È notizia di pochi giorni fa che l’Amministrazione di Albenga ha siglato un nuovo accordo in Prefettura, il famigerato “Patto per la sicurezza”, dove vengono rimarcati i compiti che, tra l’altro, dovrebbero svolgere in maniera prioritaria gli operatori di pubblica sicurezza, quindi Carabinieri, Polizia di Stato e Guardia di finanza, ma che ora vedranno in campo ufficialmente e in modo più incisivo i nostri operatori della Municipale, per mantenere elevato il livello dei servizi di vigilanza.

Cosa significa?
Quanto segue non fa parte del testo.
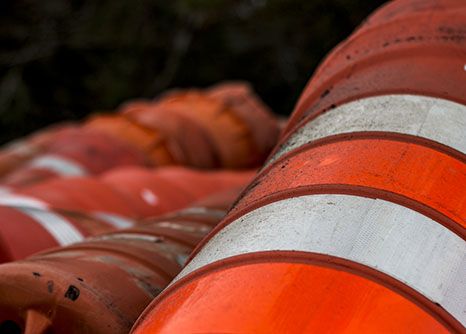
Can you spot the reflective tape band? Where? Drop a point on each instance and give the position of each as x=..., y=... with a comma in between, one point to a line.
x=382, y=235
x=14, y=200
x=62, y=230
x=60, y=165
x=114, y=220
x=435, y=119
Traducendo in un linguaggio molto più semplicistico, verranno intensificati i presidi dai nostri agenti, come tra l’altro già facevano prima compatibilmente con proprie risorse , sottraendo di nuovo personale dedicato ad altre funzioni, per implementarlo nella sicurezza.

Sulla nostra Municipale continuano a gravare un numero sempre più elevato di interventi e attività che non dovrebbero essere prettamente di loro competenza, se non in assistenza alle altre forze di polizia.
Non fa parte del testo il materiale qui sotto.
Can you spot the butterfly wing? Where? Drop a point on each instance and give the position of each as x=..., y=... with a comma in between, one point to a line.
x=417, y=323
Però, ogni volta che le risorse della Municipale vengono intensificata alcuni compiti, si crea una sorta di buco in altre attività che difficilmente riusciamo a colmare. Il risultato? La Polizia Locale, suo malgrado, riesce con molta fatica ad erogare quei servizi che per sua natura deve offrire e di cui la città ha bisogno, come la viabilità, l’assistenza all’attraversamento pedoni per i bambini e i genitori in prossimità delle scuole, la lotta ai reati ambientali, le norme e il rispetto in ambito commerciale, edilizio, le indagini su delega del magistrato, la formazione nelle scuole e chi più ne ha più ne metta. Insomma, tutte quelle mansioni che la Municipale deve svolgere per natura, ma che mano a mano non si riesce più a garantire.

Parliamo di sicurezza, la “beata sicurezza”di cui si avverte davvero la necessità, ma siamo veramente sicuri che questa sia la strada giusta?  Mah… credo che vada fatta una profonda riflessione e qualche correttivo sia necessario.